Readalikes are, like snowflakes, numerous and ephemeral.    “What to read next” authors I’ve used successfully for years get supplanted when I discover newer, more appropriate ones.   The best lists derive from multiple sources, and the exact combination is difficult to remember.  Also, (as anyone who’s consulted Goodreads, Novelist, or other reading troves knows) it’s possible to unearth so many potential choices that great matches become lost in the pile.

And success isn’t guaranteed.  Because readers bring as much to the enjoyment of a book as writers do,  the best reading comparisons–like Ebenezer Scrooge’s spirits–occur unbidden and in their own good time.

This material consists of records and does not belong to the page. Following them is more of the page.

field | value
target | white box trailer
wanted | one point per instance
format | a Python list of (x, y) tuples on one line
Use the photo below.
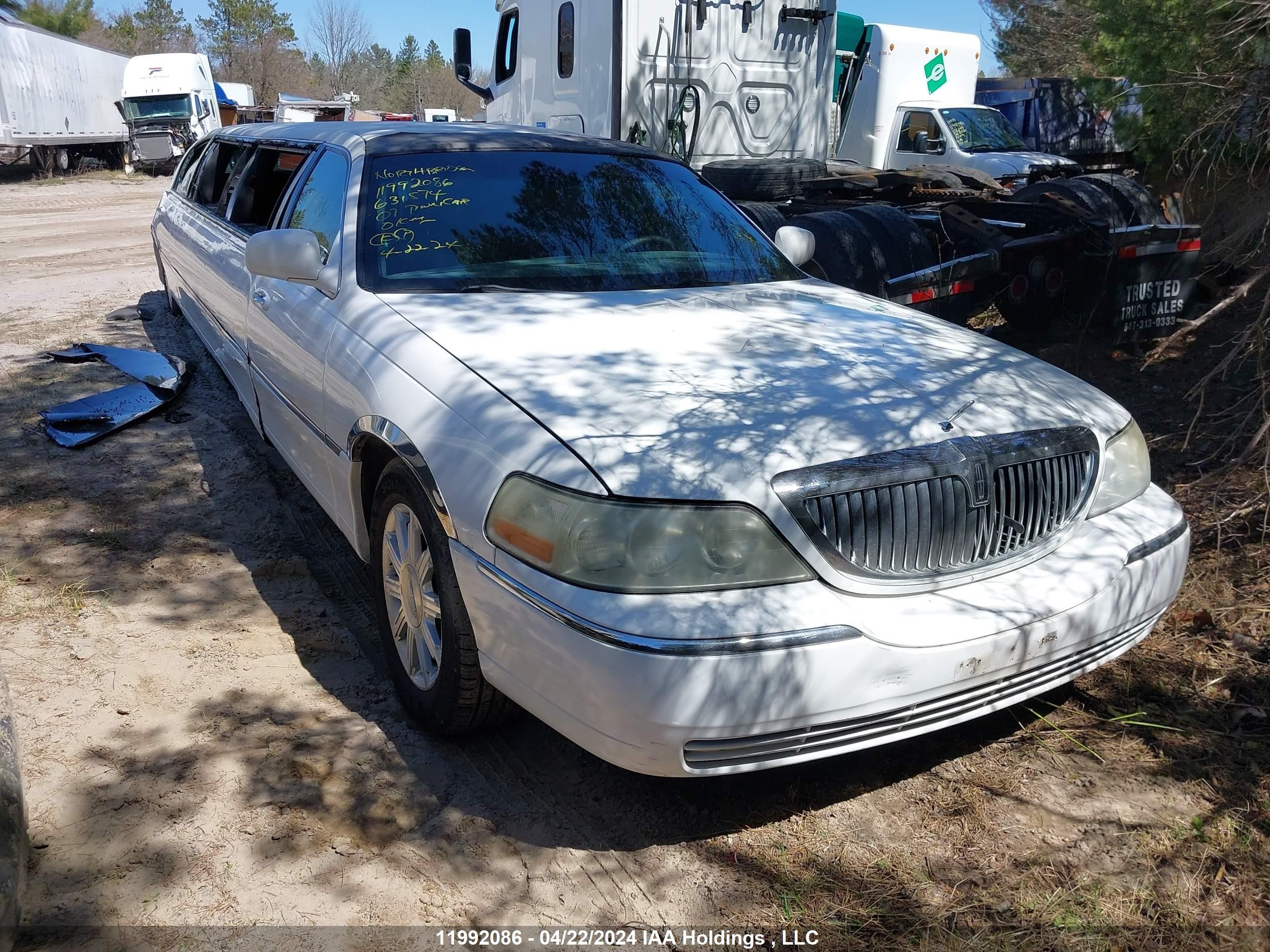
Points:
[(58, 97), (708, 80), (742, 92)]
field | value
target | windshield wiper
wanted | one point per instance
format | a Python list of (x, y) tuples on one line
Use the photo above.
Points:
[(491, 290)]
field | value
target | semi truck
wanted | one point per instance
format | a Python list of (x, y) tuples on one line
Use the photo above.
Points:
[(169, 103), (741, 93), (1084, 121), (56, 100)]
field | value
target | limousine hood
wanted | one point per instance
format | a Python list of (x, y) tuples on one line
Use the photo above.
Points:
[(709, 393)]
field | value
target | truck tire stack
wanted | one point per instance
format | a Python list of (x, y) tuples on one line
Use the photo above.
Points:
[(762, 179), (864, 248), (765, 216)]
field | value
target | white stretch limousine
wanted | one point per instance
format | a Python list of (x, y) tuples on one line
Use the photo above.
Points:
[(619, 461)]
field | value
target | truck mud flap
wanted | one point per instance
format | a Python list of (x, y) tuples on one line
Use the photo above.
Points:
[(954, 291), (1152, 280)]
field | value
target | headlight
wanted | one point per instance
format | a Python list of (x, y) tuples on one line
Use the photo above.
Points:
[(638, 547), (1126, 470)]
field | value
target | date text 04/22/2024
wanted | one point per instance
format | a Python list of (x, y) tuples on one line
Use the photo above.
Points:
[(627, 938)]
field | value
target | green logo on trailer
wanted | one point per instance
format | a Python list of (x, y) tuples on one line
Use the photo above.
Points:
[(935, 74)]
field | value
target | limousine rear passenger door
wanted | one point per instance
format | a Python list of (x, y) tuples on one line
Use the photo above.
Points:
[(212, 262), (291, 325)]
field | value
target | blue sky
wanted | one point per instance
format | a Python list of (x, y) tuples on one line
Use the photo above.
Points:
[(436, 19)]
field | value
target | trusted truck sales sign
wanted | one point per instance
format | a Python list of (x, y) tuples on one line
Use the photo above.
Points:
[(1156, 289)]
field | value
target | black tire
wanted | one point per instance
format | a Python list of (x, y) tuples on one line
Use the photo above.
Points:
[(14, 846), (1134, 200), (764, 215), (902, 244), (460, 700), (1086, 195), (845, 254), (762, 179), (173, 307)]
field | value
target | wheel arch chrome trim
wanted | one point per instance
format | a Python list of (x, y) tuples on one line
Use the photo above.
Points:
[(387, 432), (675, 648)]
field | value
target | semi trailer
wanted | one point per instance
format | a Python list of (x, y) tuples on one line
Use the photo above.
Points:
[(740, 92), (56, 100)]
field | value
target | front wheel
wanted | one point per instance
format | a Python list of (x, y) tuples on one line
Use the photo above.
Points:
[(424, 629)]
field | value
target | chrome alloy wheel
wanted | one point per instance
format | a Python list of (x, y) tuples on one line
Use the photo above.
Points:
[(411, 596)]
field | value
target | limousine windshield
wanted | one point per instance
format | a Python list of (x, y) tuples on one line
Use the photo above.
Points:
[(537, 221)]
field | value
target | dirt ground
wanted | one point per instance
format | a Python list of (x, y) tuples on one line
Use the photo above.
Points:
[(210, 739)]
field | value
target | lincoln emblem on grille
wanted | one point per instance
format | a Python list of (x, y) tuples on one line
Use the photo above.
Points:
[(981, 483), (945, 508)]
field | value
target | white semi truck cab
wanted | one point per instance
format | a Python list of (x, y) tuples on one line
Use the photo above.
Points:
[(760, 94), (168, 102), (705, 80), (906, 98)]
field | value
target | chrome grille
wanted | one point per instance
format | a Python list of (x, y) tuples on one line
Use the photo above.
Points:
[(945, 508)]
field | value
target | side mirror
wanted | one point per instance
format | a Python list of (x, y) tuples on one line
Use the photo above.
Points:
[(287, 254), (462, 54), (464, 65), (795, 244)]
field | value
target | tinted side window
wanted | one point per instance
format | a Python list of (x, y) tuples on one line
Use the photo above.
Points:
[(186, 173), (320, 207), (912, 125), (215, 173), (263, 184), (508, 34), (564, 41)]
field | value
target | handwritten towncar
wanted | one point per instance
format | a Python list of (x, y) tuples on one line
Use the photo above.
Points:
[(615, 459)]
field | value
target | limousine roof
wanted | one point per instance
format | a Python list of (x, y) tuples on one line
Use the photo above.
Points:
[(404, 137)]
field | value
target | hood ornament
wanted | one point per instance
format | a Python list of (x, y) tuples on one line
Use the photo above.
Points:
[(948, 424)]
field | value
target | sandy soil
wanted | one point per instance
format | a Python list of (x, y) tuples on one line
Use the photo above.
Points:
[(210, 738)]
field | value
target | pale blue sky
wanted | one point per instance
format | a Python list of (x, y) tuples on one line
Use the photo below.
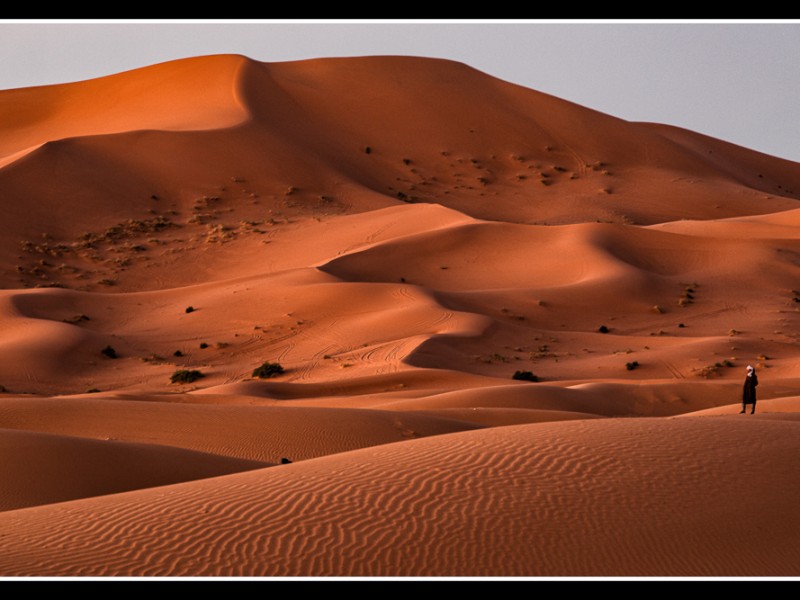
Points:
[(738, 81)]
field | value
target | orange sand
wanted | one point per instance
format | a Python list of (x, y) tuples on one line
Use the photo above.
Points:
[(401, 235)]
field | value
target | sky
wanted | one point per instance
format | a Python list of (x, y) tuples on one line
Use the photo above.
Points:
[(735, 80)]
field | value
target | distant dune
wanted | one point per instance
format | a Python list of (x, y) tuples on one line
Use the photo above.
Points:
[(513, 330)]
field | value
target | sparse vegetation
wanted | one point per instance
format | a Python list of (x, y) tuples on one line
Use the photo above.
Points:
[(524, 376), (186, 376), (268, 370)]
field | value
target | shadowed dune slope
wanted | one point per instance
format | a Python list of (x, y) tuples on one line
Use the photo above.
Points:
[(38, 468), (513, 331), (266, 433)]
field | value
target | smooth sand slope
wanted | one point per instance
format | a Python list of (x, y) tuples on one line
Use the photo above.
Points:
[(403, 236)]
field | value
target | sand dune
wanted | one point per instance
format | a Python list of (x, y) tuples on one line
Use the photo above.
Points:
[(40, 468), (692, 496), (513, 329)]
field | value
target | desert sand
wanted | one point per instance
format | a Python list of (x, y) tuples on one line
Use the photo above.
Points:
[(402, 235)]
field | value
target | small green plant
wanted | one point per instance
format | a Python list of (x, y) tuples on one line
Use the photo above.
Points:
[(267, 370), (524, 376), (185, 376)]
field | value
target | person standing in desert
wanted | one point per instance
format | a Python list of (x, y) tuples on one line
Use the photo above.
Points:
[(749, 390)]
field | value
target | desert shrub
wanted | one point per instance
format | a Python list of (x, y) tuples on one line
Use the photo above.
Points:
[(185, 376), (267, 370), (524, 376)]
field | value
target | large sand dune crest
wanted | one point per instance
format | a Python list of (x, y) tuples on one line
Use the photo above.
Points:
[(513, 330)]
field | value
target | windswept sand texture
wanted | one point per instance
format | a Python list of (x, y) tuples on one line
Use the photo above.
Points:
[(402, 235)]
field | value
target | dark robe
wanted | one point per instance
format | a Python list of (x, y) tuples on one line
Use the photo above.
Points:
[(749, 390)]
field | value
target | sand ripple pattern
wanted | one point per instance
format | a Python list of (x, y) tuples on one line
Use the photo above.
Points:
[(612, 497)]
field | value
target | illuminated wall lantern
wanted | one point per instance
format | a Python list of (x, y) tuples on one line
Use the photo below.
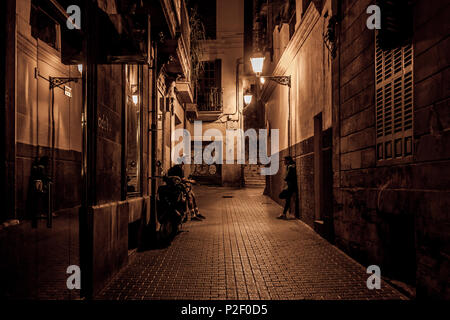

That’s what happened with two stellar new novels I read over the weekend; they effortlessly conjured similarly wonderful novels ideal for future list-giving:

In Laird Hunt’s Neverhome, “Ash”– a young Indiana wife who enlists to fight for the Union in the Civil War–relates heart-wrenching adventures vividly, in artless rural rhetoric with surprising eloquence.  Hunt’s wonderful prose lends major impact to this small volume.

Stephen Crane’s battlefield setting and notable imagery in The Red Badge of Courage naturally came to mind, as did Cold Mountain‘s palpable sense of home-seeking.  A favorite Jane Smiley book, The All-True Travels and Adventures of Lidie Newton, memorably chronicles another woman in disguise, this time before the Civil War.   DeAnne Blanton and Lauren Cook’s nonfiction They Fought Like Demons: Women Soldiers in the Civil War would be a great pre- or post-Neverhome  choice.  And some of Ash’s more desperate moments recalled from Amanda Coplin’s The Orchardist  the near-feral behavior of other young women cornered by circumstances.

The intriguing story-within-a-story device in Emily St. John Mandel’s dystopian Station Eleven brings to mind Margaret Atwood’s excellent The Blind Assassin.  As in Walter Miller’s classic A Canticle for Leibowitz, Mandel’s characters are driven to fashion archives of their lost worlds.  Fans of the similarly post-apocalyptic World Made By Hand books by James Howard Kunstler will appreciate Mandel’s depiction of “new world” resourcefulness and self-governance dilemmas.    The pace of calamity in Station Eleven contrasts with the incremental demise of Earth in Karen Thompson Walker’s The Age of Miracles, yet both authors achieve a movingly elegiac sense of dawning sorrow for the years ahead.

Next time someone asks me to recommend a great read, I’ll think of Neverhome and Station Eleven.  And, once you’ve read them, you’ll be thinking how very foolish it would be to ever depart from home without sturdy flat shoes, antibiotics, and a sackful of batteries.